Il papilloma virus non è solo causa di tumori potenzialmente letali, diversi studi hanno messo in evidenza come l’infezione da HPV possa anche portare ad infertilità e poliabortività, soprattutto se contratta dai maschi, che attraverso la presenza del virus, anche a livello degli spermatozoi, rappresentano un importante serbatoio di infezione, soprattutto quando questa è asintomatica, mantenendo alta la diffusione del virus tra la popolazione sessualmente attiva. Secondo diversi studi, il vaccino anti-HPV si è dimostrato sicuro ed efficace nella prevenzione di tumori e lesioni ano genitali. Inoltre, il vaccino è stato dimostrato essere in grado di ridurre significativamente il tempo di clearance naturale a livello del sistema uro-genitale, riducendo di molto la possibilità di contagio e delle complicanze relative alla infertilità e poliabortività.
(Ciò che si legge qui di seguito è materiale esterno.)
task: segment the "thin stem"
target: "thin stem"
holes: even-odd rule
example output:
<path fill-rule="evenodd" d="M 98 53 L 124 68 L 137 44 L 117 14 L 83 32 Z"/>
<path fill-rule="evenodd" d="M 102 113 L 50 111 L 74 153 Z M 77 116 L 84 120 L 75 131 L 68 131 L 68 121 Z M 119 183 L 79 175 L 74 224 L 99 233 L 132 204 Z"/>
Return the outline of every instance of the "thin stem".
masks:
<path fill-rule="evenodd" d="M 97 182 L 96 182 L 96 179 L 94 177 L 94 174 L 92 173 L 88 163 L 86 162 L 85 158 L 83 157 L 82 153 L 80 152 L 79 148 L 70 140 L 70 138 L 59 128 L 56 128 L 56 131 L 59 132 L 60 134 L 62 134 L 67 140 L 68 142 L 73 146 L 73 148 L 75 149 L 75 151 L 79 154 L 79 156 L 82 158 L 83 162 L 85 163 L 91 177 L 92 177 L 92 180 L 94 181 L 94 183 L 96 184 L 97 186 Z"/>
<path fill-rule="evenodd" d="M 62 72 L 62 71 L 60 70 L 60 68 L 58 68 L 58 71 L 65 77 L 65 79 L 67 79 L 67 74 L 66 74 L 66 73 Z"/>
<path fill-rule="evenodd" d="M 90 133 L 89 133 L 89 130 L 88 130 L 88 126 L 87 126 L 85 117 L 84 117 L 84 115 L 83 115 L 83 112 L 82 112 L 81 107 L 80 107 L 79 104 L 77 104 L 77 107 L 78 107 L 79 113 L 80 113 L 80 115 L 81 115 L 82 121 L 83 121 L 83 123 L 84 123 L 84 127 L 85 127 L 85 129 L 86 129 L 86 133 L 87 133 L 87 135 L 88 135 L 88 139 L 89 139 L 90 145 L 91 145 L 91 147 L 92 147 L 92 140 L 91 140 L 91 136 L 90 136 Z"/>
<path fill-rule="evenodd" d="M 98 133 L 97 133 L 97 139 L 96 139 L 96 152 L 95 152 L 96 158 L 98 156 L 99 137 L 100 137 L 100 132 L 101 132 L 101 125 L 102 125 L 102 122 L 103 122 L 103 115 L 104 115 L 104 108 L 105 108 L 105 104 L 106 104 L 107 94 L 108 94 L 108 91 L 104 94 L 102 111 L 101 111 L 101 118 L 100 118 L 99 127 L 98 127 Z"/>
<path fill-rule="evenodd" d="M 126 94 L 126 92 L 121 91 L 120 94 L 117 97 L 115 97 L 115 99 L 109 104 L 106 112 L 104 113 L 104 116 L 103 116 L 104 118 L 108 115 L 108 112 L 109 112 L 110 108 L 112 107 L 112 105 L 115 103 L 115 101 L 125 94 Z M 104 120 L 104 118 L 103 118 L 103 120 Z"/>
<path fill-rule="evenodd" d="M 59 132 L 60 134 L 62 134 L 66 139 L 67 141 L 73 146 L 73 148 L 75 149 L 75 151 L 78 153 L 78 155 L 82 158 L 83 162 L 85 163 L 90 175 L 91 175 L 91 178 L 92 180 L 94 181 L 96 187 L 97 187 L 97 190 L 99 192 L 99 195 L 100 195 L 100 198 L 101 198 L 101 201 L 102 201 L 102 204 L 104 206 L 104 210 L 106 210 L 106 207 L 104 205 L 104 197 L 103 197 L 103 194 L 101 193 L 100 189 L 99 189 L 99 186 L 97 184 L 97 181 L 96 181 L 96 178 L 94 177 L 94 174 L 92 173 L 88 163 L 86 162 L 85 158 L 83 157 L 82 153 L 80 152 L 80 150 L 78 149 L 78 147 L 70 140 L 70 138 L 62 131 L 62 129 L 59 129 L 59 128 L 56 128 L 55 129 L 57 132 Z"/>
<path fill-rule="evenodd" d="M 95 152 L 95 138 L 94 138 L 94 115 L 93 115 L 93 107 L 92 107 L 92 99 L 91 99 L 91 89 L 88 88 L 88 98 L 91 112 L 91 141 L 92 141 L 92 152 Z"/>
In Italia, il vaccino è raccomandato e offerto gratuitamente a partire dal dodicesimo anno di età a maschi e femmine. Le coperture sono però ampiamente variabili a seconda delle Regioni. Attualmente, tra i diciottenni hanno completato il ciclo vaccinale il 69% delle ragazze e il 54% dei ragazzi, un po’ meglio in Veneto, rispettivamente il 78% e il 72%, comunque lontani dall’obiettivo del 95%. La copertura è drasticamente più bassa se guardiamo i bambini di 12 anni che dovrebbero aver completato l’ultimo ciclo vaccinale, nei quali la copertura scende sotto il 30% a livello nazionale e al 10% in Veneto”.